One of my biggest fears on this Journey is the dreaded overuse injury. Which is why I take extra precaution to slowly build my training volume, for running in particular. It is the reason why, though my legs easily could have handled it these last couple weeks, I am still holding in the mid 40 mile per week range instead of 50+. Everything was going wonderful, in fact. As of a couple days ago, I was completely pain free in all the areas that normally hurt during running. My legs were a bit tired from a hard bike ride into the worst wind I've seen outside of Cadillac Mountain in Acadia, but, as always, they were still moving just fine. I had a long run scheduled for the day. And, though I didn't think I would make it 5 miles at first, by mile 10 I was starting to feel revived and strong. However, at mile 13 something was hurting worse than usual in the knee and didn't quite feel right. I shrugged it off at the time. Everything hurts at mile 13. Heck, I'd been struggling through most of the day, what's slightly more joint pain than expected going to do to me? Shortly after, I picked up the pace for the finishing tempo intervals and didn't notice it again until I finished. Ok, so walking on my knee was harder than normal, I'll just ice it down and it'll be good to go tomorrow, like always. Except this time it wasn't. That little worse than normal, little different than normal knee pain, turned out to be bad. Very bad.

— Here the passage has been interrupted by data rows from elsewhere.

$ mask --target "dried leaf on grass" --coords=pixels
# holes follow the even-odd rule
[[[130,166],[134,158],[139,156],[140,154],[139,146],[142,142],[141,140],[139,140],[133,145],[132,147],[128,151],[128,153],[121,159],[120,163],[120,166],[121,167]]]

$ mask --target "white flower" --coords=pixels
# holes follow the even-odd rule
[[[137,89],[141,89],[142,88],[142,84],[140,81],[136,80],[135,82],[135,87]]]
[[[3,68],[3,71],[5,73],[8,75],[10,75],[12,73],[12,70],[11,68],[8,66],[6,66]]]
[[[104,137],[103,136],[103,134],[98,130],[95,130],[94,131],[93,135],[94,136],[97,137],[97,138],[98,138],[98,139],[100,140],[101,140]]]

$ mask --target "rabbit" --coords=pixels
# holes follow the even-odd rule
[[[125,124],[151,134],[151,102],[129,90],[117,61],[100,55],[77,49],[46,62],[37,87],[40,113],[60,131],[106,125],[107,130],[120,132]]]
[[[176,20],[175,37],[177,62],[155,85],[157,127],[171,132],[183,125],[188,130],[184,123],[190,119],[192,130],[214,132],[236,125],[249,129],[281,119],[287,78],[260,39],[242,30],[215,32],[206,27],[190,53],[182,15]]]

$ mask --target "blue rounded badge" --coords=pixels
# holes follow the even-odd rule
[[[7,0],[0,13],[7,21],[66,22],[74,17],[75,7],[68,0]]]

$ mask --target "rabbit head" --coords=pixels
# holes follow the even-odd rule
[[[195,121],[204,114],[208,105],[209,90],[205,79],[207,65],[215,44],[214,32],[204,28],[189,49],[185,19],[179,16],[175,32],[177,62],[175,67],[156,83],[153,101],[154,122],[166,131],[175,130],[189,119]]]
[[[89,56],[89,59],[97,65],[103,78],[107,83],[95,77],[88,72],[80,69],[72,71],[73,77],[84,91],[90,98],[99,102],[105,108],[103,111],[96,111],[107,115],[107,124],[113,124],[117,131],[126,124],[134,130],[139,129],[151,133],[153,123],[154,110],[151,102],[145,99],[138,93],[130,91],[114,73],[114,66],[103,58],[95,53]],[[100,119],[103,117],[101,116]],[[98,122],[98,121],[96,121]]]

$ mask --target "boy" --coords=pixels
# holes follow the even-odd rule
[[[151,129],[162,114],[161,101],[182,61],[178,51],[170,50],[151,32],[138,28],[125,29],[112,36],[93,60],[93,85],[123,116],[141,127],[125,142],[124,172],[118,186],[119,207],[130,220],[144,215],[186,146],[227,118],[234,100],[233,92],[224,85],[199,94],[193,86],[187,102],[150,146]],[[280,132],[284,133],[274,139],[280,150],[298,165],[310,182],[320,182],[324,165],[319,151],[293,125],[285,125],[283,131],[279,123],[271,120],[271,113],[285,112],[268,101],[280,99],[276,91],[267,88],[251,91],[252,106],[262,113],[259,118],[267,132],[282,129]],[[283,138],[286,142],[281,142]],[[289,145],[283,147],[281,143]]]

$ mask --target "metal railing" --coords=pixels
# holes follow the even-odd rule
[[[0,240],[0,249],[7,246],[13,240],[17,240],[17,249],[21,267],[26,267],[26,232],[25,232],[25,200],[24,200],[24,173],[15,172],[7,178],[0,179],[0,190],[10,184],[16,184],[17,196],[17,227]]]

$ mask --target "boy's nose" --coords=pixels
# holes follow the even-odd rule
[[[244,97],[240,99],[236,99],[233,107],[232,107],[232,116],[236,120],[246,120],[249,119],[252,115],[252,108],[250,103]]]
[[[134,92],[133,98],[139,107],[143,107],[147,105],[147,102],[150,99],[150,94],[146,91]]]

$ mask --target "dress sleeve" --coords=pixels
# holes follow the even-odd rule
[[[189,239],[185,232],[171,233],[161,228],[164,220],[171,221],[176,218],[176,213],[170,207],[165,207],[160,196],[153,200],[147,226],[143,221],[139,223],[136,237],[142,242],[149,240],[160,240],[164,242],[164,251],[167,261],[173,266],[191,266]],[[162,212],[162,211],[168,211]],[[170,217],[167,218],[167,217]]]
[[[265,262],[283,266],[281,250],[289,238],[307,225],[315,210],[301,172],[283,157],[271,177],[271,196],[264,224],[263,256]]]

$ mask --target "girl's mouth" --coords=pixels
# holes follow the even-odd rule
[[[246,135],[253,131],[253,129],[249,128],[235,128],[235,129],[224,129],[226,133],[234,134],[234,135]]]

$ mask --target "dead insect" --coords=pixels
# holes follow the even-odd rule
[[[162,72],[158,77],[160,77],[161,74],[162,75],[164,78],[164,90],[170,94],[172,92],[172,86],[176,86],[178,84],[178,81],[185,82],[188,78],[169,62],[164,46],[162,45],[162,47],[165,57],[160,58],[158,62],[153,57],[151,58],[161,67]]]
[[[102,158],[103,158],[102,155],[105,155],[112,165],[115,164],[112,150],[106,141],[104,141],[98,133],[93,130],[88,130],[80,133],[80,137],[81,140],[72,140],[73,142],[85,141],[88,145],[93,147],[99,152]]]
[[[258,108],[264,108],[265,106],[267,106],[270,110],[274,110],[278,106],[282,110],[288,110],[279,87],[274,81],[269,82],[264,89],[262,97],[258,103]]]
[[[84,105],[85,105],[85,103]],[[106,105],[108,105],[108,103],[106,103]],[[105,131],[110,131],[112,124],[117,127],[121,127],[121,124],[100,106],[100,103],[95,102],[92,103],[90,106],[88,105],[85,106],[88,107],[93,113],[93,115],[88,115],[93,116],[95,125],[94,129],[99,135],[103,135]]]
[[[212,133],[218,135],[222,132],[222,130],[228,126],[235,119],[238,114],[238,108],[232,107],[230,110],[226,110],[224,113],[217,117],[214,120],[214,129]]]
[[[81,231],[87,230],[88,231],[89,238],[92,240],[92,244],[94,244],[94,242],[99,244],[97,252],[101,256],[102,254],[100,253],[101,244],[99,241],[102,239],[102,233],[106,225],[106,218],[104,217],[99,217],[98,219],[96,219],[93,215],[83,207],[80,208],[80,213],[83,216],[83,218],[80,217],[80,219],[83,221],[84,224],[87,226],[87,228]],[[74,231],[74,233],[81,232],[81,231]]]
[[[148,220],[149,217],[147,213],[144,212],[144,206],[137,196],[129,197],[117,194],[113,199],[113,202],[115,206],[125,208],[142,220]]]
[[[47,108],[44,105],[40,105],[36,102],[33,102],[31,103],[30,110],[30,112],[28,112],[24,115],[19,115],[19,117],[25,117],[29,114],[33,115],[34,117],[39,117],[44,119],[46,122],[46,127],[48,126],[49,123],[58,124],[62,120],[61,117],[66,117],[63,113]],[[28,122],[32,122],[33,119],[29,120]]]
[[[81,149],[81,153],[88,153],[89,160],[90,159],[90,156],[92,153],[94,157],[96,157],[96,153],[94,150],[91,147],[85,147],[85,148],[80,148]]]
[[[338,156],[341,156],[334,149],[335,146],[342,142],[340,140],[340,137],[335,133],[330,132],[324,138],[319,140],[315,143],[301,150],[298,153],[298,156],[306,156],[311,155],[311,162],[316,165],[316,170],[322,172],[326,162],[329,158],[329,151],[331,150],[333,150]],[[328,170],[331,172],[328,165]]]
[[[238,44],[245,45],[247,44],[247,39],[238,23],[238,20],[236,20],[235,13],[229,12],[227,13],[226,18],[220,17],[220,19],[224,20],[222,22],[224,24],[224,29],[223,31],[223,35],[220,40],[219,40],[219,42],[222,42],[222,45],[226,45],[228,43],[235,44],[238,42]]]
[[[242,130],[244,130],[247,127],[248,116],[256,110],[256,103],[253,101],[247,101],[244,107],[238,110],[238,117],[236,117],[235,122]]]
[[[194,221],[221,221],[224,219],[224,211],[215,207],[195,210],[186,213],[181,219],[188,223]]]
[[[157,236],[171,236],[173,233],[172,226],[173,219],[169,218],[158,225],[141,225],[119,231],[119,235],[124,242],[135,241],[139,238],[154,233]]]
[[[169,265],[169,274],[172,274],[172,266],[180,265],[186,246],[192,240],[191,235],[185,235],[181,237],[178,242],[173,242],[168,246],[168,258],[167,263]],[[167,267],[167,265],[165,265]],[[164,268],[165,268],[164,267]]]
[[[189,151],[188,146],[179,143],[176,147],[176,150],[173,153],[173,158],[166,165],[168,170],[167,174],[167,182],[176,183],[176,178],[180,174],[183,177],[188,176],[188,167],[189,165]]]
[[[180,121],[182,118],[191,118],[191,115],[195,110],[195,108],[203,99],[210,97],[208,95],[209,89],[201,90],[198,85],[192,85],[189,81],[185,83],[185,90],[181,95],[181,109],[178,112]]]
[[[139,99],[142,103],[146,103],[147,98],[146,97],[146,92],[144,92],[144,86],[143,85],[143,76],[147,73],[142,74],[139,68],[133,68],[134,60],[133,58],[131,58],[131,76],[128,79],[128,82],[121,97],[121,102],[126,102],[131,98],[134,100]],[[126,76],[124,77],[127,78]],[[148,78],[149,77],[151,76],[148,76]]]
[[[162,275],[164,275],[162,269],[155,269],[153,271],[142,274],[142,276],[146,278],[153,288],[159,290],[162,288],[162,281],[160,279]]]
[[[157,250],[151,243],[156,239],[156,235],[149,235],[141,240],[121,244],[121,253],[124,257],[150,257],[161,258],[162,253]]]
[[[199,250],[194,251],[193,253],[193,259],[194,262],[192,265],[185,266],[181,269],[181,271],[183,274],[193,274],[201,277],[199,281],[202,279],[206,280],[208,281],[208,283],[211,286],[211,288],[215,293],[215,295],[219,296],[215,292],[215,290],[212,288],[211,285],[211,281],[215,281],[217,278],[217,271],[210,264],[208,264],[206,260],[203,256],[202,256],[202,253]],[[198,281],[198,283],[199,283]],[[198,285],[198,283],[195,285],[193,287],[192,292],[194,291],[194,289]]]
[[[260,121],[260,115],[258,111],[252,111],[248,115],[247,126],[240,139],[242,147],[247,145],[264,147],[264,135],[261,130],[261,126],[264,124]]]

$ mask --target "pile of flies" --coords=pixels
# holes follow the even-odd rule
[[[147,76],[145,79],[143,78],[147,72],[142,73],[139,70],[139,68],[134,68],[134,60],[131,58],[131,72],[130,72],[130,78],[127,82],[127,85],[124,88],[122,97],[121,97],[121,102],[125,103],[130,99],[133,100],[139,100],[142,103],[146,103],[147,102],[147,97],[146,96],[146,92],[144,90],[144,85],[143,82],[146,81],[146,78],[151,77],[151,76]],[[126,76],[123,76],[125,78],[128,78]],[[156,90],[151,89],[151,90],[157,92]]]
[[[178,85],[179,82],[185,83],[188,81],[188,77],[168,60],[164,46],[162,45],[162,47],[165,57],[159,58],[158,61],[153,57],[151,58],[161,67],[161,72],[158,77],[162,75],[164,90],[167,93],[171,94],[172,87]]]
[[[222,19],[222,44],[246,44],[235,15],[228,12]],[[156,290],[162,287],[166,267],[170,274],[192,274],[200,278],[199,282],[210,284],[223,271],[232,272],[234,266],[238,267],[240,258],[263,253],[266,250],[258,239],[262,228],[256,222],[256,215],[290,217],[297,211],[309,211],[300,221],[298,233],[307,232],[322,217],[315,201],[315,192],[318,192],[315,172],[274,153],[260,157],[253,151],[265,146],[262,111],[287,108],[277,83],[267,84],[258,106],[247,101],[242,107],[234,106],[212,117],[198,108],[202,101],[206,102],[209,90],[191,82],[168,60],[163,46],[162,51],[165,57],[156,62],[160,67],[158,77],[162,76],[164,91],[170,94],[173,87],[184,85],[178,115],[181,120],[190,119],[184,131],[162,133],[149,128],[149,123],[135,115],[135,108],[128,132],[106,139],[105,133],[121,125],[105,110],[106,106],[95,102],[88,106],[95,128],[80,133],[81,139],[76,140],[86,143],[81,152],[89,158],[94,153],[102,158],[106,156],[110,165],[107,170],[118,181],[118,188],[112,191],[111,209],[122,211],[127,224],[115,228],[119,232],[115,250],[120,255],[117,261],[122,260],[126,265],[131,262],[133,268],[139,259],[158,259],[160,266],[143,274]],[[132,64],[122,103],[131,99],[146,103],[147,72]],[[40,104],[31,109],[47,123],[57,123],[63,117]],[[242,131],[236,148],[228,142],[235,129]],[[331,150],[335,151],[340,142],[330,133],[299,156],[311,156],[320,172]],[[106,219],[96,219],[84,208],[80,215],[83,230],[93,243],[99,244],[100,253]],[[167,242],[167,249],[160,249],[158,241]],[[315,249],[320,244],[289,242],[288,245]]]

How did this happen so fast? So unexpectedly? Could it have been the shoes? Poor form from running tired for so long? The uneven surfaces next to the path I often run on? A combination of these? I don't know. But to be safe, I will be retiring those shoes. Because now it's got me in a situation which could be a full blown injury. I don't know for sure yet. I won't run on it until it's completely healthy. My scale is, if it takes longer than a week, it's an injury. It's been a few days though, and it's only gradually getting better. It's still sore to touch. It still hurts to walk when it's not warmed up. And I still can't run on it. It's likely some form of Runner's Knee. Doesn't matter though. The formula is the same for almost all injuries. RICE. Rest. Ice. Compression. Elevation. I can still swim. And I can still bike. So that is what I will do. Along with making sure that I don't get discouraged mentally. I expected something like this to happen. I figure it's almost inevitable. The key is to make sure to not let it get you down, and to make sure to fully heal it before running on it again. Easier said than done when running is the base your training revolves around and it is almost all you do. But a very important part of coaching yourself is having the self-control to rest yourself when you need it and for as long as you need it. And I will do that.

Monday, January 23, 2012

Tulsa Weekend

Last Friday, I decided (on a whim, as usual) that the beautiful upcoming weekend would be best spent in Tulsa, where I can see old friends and revisit my favorite running and riding trails at the place where my triathlon adventures started a few years ago. Coming off a big rest week, I expected to have to struggle to reign myself in from doing too much too fast as energy simply burst out of me. I didn't. And it didn't. I didn't really feel any different. And after a good, hard, but fairly normal trail run, I actually felt like maybe I was right back to where I was before the rest week as I took to the road for some additional miles my legs felt as they nearly always did now. Tired. Slow. Slightly lethargic. But still handling 8:00 minute per mile pace with relative ease. So the next day, starting to become sore from the difficult trails, I decided on another hour long trail run. This one quite a bit slower, however, and without the second run. I figured my body had gotten plenty of rest. It was going to respond. I just needed to push through and wake it up again. And so the next day came. Martin Luther King Day. It was a beautiful one. Temps were already nice at 8AM and they looked to stay that way throughout. I had nothing to do this day. Nothing. Except train. It was time to test that theory about pushing through. Forget what I said about doing too much too fast. Today was too nice not to go big. Really, really big.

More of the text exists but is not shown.